Hi all,
So, I'm new in shotgun metagenomic analysis and I have a doubt...
I have some raw sequences data, with four files per experimental group, e.g.:
group1_EKDL220004419-1a-AK35663_HJVYNDSX3_L3_1.fq.gz - 362M
group1_EKDL220004419-1a-AK35663_HJVYNDSX3_L3_2.fq.gz - 401M
group1_EKDL220004419-1a-AK35663_HL222DSX3_L1_1.fq.gz - 1.3G
group1_EKDL220004419-1a-AK35663_HL222DSX3_L1_2.fq.gz - 1.4G
I can see that _1 and _2 are for paired-end reads, and those with _L1_ are bigger in size than _L3_... But the question is: what should I consider in my analysis? Only _L1_ sequences? Both?
Thank you in advance!
I would be hesitant to conclude that. A couple of reasons, file sizes in lane 3 are much smaller. This would only be possible if the pool loaded there was a different one or had a different concentration. Also the file names are not strictly in format that Illumina software will produce, so they seem to have been altered after the fact.
vini.drr : Are the read lengths identical in L1/L3 files?
Sorry for the long delay.
So, reads seem to have identical sizes, but there are some strange repetitions in L3 files.

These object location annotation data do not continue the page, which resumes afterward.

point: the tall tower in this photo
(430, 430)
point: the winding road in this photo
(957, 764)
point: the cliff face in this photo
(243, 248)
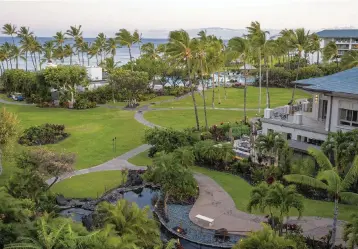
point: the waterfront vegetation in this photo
(28, 211)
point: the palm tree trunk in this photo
(0, 162)
(260, 79)
(213, 97)
(334, 226)
(267, 91)
(193, 97)
(245, 94)
(204, 100)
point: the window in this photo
(348, 117)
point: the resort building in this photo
(346, 39)
(333, 107)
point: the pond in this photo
(179, 215)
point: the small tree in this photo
(329, 179)
(265, 239)
(8, 132)
(130, 84)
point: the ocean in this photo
(122, 55)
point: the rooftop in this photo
(338, 33)
(342, 82)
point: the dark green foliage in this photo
(168, 140)
(43, 134)
(213, 155)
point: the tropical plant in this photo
(350, 234)
(180, 50)
(8, 132)
(241, 49)
(330, 52)
(129, 220)
(350, 59)
(329, 180)
(270, 145)
(265, 239)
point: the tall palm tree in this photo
(74, 31)
(350, 59)
(350, 233)
(180, 50)
(9, 29)
(257, 38)
(125, 38)
(201, 53)
(299, 40)
(101, 44)
(60, 40)
(328, 179)
(330, 52)
(111, 47)
(241, 49)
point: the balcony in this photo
(302, 118)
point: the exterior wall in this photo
(338, 103)
(295, 132)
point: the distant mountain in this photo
(223, 33)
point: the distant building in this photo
(333, 107)
(346, 39)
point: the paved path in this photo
(214, 202)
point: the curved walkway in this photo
(216, 203)
(213, 201)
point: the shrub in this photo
(43, 134)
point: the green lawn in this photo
(180, 119)
(143, 103)
(90, 185)
(91, 131)
(240, 190)
(141, 159)
(235, 98)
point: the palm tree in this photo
(270, 144)
(8, 131)
(74, 32)
(111, 47)
(265, 239)
(330, 52)
(180, 50)
(328, 179)
(128, 218)
(241, 49)
(350, 234)
(257, 38)
(60, 40)
(149, 50)
(101, 44)
(125, 38)
(9, 29)
(299, 40)
(350, 59)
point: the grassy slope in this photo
(278, 97)
(240, 190)
(91, 131)
(90, 185)
(180, 119)
(141, 159)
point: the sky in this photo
(48, 16)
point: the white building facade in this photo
(333, 107)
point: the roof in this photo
(338, 33)
(342, 82)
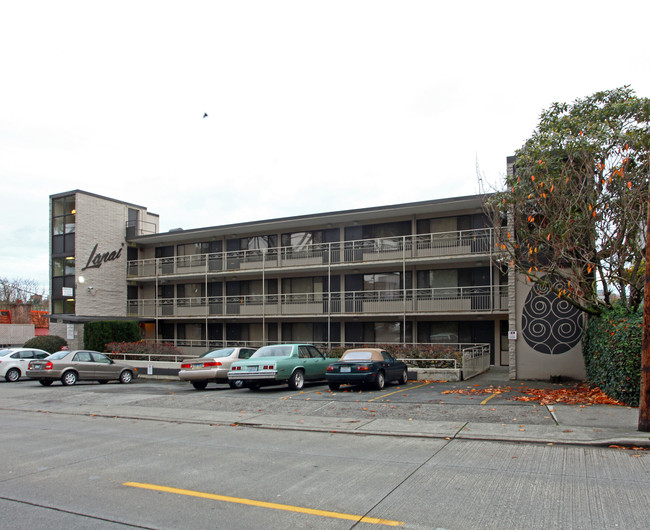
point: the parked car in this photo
(15, 361)
(366, 366)
(292, 364)
(213, 367)
(80, 365)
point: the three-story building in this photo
(412, 274)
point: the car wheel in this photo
(12, 375)
(380, 381)
(297, 380)
(69, 378)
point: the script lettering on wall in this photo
(97, 259)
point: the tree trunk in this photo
(644, 399)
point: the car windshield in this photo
(357, 356)
(273, 351)
(213, 354)
(58, 355)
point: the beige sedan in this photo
(80, 365)
(213, 367)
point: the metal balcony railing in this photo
(476, 299)
(443, 245)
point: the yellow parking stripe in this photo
(397, 392)
(262, 504)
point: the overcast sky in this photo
(312, 106)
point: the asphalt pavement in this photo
(407, 410)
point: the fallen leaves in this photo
(579, 395)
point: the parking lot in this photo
(158, 454)
(489, 398)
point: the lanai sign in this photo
(97, 259)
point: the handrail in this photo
(442, 244)
(484, 298)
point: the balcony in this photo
(482, 299)
(470, 243)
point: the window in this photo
(99, 358)
(63, 266)
(63, 215)
(82, 357)
(204, 247)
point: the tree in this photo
(577, 201)
(22, 290)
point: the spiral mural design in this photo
(549, 324)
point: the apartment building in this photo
(409, 274)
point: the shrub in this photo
(612, 352)
(49, 343)
(145, 351)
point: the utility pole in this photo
(644, 399)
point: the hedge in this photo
(612, 352)
(49, 343)
(98, 334)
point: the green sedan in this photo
(292, 364)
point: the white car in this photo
(14, 361)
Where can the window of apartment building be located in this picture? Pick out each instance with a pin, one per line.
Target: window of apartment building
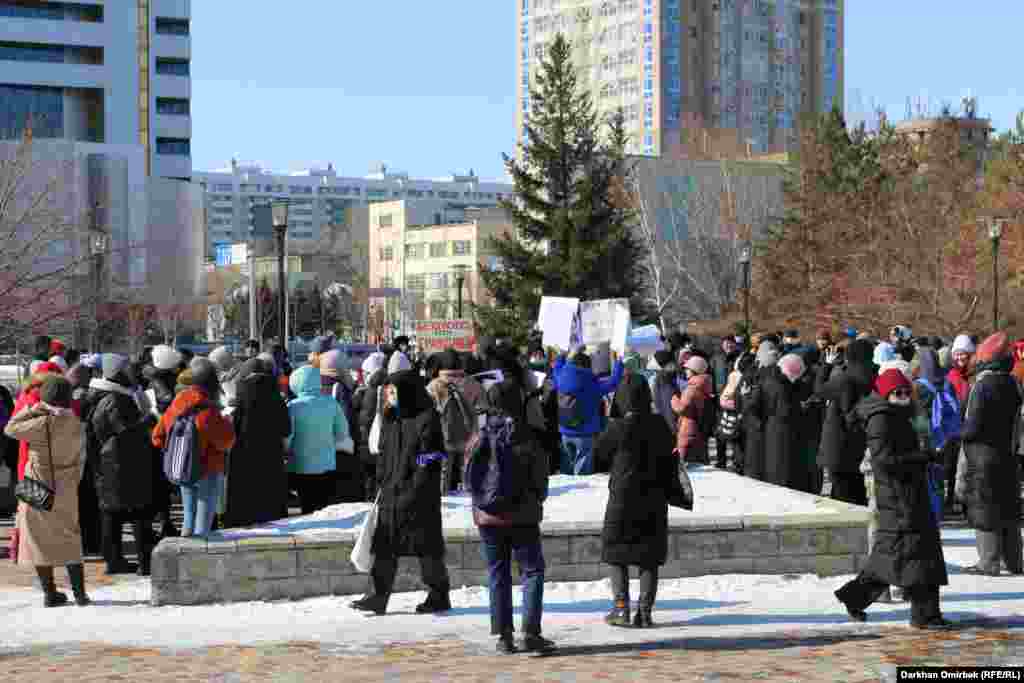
(172, 27)
(169, 67)
(173, 107)
(54, 11)
(174, 145)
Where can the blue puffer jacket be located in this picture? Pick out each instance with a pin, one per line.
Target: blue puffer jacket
(317, 425)
(588, 389)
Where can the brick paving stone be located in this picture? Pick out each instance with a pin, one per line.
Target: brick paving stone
(855, 655)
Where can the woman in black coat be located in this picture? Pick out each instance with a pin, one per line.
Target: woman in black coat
(843, 441)
(123, 462)
(409, 471)
(992, 474)
(907, 550)
(257, 483)
(643, 483)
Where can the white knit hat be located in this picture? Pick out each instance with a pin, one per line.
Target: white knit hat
(963, 344)
(165, 357)
(398, 363)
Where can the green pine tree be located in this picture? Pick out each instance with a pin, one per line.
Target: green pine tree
(572, 223)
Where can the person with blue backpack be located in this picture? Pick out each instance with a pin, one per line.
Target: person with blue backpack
(507, 476)
(580, 395)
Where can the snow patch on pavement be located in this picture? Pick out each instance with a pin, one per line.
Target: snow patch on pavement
(718, 606)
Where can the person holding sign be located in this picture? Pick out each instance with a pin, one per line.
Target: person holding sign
(580, 395)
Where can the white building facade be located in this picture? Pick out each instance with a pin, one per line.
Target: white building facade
(103, 72)
(322, 200)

And not so much on L1 files:
(tail outputs are similar).
These repetitive sequences are removed as "adapters" when I concatenate the files and process them with kneaddata. However, 80% of the reads end up not being aligned when I try to perform a taxonomic profile.
So, I think there must be something wrong here...
I would not worry about a few reads at the top of the file unless you think all reads from L3 are behaving oddly. You should try and investigate with whoever gave you this data to see if you can find out more.
Ok, thank you very much for your kind answer! I will do that. Best!